Die Analyse zeigt, dass die Kategorien der technischen Entwicklungen und der wirtschaftlichen Potenziale dominieren: Unternehmen fokussieren sich stark auf kommerzielle Anwendungen (66,6 % der Berichte), während Regierungen sich vor allem mit nationalen Strategien (39,6 %) und technologischer Souveränität befassen. Medien bieten eine ausgewogenere Darstellung, doch auch hier liegt der Fokus auf technischen und politischen Aspekten. Gesellschaftliche Themen wie Bildung, Ethik und soziale Gerechtigkeit bleiben randständig. Auch die Implikationen für Arbeitsmärkte und Datenschutz sind unterrepräsentiert. Dazu Projektleiterin Prof. Dr. Miriam Meckel: «Es ist jetzt wichtig, Quantentechnologie verantwortlich zu entwickeln, sodass bei Marktreife alle gesellschaftlichen Gruppen davon profitieren können. Gerade beim Quantencomputing wird es ja nicht so sein, dass wir alle einen Quantencomputer auf dem Schreibtisch stehen haben, dafür ist die Technologie zu komplex und zu teuer. Wir werden aus der Cloud versorgt. Hier wäre es wünschenswert, wenn es nicht wieder nur eine Handvoll US-Unternehmen sind, die diesen Service anbieten.»

Ein Verständnis ist nötig, das über «Schrödingers Katze» hinausgeht

Die Studie macht deutlich: Die öffentliche Debatte um Quanten-Technologien braucht eine breitere Perspektive. Unternehmen sollten politische Entwicklungen besser im Blick behalten, um regulatorische Risiken zu minimieren. Regierungen wiederum müssen sicherstellen, dass nicht nur nationale Interessen, sondern auch soziale und ethische Fragen berücksichtigt werden. Für die Medien liegt die Herausforderung darin, das Themenspektrum auszuweiten und nicht nur technische Fortschritte, sondern auch deren gesellschaftliche Folgen zu beleuchten.

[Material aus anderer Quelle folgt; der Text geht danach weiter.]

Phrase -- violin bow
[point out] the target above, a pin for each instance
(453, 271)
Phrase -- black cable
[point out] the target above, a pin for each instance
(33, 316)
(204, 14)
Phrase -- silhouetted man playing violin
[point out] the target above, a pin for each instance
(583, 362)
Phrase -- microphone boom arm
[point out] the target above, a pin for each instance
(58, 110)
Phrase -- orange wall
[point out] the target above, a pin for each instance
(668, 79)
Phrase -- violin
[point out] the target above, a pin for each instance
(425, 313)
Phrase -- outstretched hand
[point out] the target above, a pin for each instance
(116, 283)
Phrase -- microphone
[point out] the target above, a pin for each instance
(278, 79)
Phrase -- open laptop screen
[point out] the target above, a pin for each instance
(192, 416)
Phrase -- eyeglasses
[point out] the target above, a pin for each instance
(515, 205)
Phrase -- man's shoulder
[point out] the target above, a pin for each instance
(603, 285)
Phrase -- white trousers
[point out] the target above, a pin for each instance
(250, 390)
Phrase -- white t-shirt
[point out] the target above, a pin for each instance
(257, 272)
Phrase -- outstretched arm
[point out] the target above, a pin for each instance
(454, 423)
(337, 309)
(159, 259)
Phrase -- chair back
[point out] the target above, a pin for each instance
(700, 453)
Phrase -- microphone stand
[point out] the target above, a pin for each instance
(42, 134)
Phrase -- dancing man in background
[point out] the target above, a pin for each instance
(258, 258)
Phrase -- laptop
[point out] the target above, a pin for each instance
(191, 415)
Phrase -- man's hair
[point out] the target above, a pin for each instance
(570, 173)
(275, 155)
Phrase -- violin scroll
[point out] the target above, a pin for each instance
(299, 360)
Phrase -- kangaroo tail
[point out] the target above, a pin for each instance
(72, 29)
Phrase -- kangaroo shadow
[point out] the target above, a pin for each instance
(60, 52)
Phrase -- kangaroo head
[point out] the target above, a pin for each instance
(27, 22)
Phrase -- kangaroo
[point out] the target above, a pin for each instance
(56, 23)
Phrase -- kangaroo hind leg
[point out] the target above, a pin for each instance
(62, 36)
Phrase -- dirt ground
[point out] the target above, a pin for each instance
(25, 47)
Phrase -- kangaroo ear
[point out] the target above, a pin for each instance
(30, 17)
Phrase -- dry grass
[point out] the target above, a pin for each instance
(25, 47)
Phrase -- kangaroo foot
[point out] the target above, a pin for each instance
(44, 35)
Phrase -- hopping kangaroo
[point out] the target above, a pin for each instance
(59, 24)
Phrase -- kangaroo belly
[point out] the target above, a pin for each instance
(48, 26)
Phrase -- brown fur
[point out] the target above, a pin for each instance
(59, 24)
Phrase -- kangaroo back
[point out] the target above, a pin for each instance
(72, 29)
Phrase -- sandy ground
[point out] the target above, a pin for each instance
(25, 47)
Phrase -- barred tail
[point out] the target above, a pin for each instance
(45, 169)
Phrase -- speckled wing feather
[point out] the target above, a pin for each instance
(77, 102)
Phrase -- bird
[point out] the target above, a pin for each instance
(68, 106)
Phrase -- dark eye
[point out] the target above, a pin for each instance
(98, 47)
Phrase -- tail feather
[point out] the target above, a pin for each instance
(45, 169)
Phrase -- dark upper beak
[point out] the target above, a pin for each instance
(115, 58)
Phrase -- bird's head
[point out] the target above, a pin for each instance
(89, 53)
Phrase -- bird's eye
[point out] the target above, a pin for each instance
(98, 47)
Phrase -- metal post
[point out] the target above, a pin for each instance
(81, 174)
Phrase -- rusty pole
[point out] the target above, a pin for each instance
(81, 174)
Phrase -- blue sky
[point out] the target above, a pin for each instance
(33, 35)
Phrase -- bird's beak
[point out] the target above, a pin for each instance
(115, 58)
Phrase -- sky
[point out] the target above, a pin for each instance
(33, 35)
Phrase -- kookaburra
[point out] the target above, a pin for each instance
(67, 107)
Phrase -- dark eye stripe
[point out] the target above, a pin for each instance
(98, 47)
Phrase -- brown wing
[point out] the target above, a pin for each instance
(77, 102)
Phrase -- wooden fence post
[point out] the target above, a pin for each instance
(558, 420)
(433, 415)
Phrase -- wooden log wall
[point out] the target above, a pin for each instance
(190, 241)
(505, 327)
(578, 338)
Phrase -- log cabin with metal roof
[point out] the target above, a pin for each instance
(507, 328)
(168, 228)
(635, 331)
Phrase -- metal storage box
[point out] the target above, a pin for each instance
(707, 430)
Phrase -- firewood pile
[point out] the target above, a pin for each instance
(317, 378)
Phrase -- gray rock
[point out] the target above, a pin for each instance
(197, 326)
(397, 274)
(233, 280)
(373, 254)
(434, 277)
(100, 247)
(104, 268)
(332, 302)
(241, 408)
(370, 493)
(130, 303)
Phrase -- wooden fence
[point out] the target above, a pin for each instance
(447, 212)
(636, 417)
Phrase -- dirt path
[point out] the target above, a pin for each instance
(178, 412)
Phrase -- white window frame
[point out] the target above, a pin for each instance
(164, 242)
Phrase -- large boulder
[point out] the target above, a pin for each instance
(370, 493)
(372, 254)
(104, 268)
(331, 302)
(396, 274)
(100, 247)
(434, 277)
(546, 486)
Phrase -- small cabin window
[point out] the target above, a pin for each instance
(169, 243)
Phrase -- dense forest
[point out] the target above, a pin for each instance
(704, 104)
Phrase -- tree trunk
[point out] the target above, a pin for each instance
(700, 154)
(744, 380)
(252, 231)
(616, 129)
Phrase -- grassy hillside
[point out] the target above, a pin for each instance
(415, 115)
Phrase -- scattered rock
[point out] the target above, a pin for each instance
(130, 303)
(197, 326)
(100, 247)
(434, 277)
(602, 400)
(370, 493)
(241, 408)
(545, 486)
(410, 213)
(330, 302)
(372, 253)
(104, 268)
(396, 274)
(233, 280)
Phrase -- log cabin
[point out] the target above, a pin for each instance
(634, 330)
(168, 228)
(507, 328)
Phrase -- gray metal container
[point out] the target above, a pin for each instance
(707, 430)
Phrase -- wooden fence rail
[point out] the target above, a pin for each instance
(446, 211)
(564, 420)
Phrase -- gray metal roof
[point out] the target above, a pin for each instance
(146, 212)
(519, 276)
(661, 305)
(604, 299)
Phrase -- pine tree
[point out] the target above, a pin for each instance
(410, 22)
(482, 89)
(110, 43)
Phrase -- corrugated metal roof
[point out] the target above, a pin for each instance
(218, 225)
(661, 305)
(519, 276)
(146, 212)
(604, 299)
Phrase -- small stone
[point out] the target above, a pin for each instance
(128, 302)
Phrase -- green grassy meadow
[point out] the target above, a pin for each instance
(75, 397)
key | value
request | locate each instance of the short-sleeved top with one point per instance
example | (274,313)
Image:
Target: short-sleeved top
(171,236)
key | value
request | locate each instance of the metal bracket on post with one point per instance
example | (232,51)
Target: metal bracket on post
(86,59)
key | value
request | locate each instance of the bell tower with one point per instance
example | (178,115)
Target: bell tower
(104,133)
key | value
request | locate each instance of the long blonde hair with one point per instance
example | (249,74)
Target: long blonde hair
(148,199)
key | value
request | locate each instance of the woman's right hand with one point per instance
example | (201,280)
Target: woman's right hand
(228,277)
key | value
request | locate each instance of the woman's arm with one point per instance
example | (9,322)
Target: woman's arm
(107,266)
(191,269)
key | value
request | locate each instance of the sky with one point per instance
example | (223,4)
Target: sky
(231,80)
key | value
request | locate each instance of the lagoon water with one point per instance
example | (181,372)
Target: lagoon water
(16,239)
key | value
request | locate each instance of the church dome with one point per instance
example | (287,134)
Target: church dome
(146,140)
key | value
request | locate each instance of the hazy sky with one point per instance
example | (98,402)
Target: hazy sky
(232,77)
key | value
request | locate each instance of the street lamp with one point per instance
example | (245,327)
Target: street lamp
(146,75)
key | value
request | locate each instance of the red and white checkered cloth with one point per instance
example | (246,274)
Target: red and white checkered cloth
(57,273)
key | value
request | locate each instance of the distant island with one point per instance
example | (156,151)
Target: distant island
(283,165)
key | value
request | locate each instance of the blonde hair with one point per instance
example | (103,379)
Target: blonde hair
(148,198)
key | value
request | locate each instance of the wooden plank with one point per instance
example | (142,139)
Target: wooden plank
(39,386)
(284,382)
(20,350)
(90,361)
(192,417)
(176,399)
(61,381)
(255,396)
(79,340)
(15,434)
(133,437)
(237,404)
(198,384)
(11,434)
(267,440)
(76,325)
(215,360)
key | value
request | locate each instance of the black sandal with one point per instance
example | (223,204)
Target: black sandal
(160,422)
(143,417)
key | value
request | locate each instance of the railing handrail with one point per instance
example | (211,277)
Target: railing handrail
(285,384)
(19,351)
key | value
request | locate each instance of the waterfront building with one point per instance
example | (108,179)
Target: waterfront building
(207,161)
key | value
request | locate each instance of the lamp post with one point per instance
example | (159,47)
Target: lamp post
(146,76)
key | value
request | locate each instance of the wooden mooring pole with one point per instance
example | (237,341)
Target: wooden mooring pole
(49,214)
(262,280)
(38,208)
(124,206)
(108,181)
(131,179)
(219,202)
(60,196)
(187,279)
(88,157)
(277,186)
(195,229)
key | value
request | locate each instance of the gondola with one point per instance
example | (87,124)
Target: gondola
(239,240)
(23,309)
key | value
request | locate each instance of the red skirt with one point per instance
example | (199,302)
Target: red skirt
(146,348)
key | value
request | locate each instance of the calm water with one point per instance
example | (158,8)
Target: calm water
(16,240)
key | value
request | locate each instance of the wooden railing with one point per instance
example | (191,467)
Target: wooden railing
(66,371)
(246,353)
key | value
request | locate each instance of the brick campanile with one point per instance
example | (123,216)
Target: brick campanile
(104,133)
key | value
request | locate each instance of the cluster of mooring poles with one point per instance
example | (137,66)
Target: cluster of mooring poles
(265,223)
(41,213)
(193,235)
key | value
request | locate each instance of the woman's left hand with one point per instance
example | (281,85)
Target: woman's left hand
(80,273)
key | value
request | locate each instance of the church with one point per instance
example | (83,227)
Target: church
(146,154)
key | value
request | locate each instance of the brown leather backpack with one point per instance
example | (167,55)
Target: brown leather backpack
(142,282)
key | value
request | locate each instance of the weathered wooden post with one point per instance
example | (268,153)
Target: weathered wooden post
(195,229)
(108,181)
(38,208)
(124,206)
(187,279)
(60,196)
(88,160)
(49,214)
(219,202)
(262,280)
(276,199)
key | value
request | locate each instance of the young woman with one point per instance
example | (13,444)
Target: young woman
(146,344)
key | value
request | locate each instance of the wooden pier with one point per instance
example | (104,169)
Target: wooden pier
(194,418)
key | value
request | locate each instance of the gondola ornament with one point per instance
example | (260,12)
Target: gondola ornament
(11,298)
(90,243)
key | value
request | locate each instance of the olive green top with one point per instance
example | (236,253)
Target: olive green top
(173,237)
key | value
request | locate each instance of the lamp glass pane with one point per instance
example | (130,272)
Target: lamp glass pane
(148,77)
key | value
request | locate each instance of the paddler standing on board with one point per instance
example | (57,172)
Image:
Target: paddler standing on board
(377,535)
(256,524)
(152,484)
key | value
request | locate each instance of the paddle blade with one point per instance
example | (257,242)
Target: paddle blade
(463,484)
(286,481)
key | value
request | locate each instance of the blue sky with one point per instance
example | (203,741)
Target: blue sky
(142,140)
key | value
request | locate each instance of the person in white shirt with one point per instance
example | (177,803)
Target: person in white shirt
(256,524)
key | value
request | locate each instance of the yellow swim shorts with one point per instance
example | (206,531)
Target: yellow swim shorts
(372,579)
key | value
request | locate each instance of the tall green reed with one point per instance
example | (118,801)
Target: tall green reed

Nur so kann eine verantwortungsvolle und inklusivere Gestaltung dieser bahnbrechenden Technologie gewährleistet werden. «Viele Menschen kennen Quantentechnologie nur über die Erzählung von Schrödingers Katze, die in einer Kiste gleichzeitig lebendig und tot sein kann, bis wir durch Öffnen der Box ihren tatsächlichen Zustand beobachten und entscheiden», so Miriam Meckel. «Das ist abstrakt und für viele auch unverständlich. Wir brauchen Narrative und Erklärungen, die die Chancen und Facetten der Technologie deutlich machen, denn die Kommunikation über eine neue Technologie bestimmt auch ihre Akzeptanz und Anwendung.»